センス鎖に相当するオリゴヌクレオチド配列(5’GACACCATGGTGCACCTGACTCCTGAGGAGAAGTCTGCGGTTACTGCCCTGT)(配列番号9)を固定したマイクロプレートを文献(Kawai et.al. Anal. Biochem. 209, 63-69 (1993))に記載の方法に従って調製した。また、実施例1で使用したPG3, HG4, HG5, HG6, HG7とまったく同じ塩基配列で5’末端にビオチンを導入したプライマーを調製した。これらのビオチン標識プライマーからの伸長生成物はマイクロプレートに固定した塩基配列と相補的である。

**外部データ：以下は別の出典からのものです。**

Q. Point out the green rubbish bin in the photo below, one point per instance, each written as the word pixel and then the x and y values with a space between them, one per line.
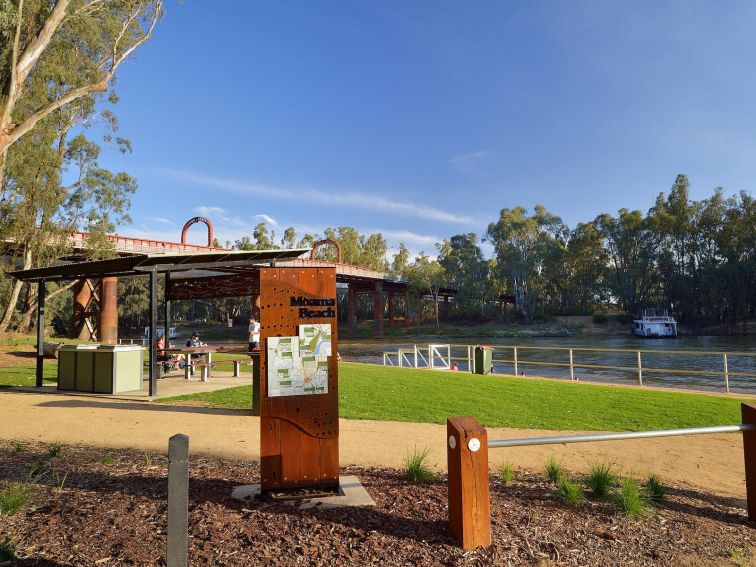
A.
pixel 482 360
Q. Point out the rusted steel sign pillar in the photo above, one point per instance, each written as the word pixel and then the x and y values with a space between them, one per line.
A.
pixel 299 412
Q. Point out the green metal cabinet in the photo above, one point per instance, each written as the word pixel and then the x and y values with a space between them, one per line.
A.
pixel 101 369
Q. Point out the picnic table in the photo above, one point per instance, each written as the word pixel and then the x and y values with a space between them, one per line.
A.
pixel 207 350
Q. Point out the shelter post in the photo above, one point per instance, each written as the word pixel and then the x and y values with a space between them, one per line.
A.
pixel 378 309
pixel 40 331
pixel 352 310
pixel 153 332
pixel 167 309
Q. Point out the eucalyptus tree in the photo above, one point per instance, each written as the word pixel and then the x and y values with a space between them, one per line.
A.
pixel 467 271
pixel 524 245
pixel 57 53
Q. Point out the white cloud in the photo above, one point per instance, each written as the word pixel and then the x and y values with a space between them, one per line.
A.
pixel 267 219
pixel 467 161
pixel 344 199
pixel 162 220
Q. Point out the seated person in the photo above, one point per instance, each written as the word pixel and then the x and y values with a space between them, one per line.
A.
pixel 162 356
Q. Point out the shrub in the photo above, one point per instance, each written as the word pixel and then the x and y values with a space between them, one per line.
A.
pixel 655 488
pixel 600 479
pixel 415 467
pixel 554 470
pixel 569 491
pixel 628 500
pixel 13 498
pixel 508 474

これらプライマーを用いて、実施例1とまったく同じ条件で増幅反応を行った。得られた反応液を12%電気泳動で調べたところ、実施例1と同様のパターンを示す結果が得られた。反応の番号とプライマーの組み合わせを以下の表に示した。
【0064】
【0065】
これらの反応液を用い先に調製しておいたマイクロプレートを用いてハイブリダイゼーションを行った。各ウェルに0.5 x SSC(50uL)を添加した。これに、調製しておいたPCR反応液(4uL)を添加した。ただし、PCR N0.1については熱変性処理を行ったものもサンプルとして使用した。37℃で1時間ハイブリダイゼーションを行った後、ハイブリダイゼーション溶液を除き、洗浄液(0.1M Nacl, 0.1M Tris-HCl, 2mM MgCl2, 0.05% Triton X-100)で3回洗浄した。これに、洗浄液で希釈したホースラデッシュペルオキシダーゼを結合したアビジン(Vector社)を加え、37℃で15分間反応させた。次に反応液を除き、洗浄液で3回洗浄した。これに3%過酸化水素水をABTS溶液(1.5mM ABTS, 200mM 酒石酸(pH 4.4))により200倍希釈した溶液を加えて発色反応を行った。室温で10分反応を行ったのち停止液(2%シュウ酸)を加え、415nmで吸光度を測定した。結果は下記表に示されるとおりであった。なお、各反応は2ウェルを用いて行い下記表では平均値を示した。
【0066】
【0067】
上記表から、本発明による方法(サンプルN0. 3〜6)によれば、通常のPCR(サンプルN0. 1)に比べて変性操作をしなくても十分なハイブリダイゼーションシグナルが得られることがわかった。
【0068】
【配列表】
【図面の簡単な説明】
【図1】本発明による方法の一つの態様を示した図である。
【図2】本発明による方法の別の一つの態様を示した図である。
【図3】実施例におけるプライマーのテンプレートに対する配置を示す図である。
【図4】実施例1における12%ポリアクリルアミドゲル電気泳動による分析結果を示す。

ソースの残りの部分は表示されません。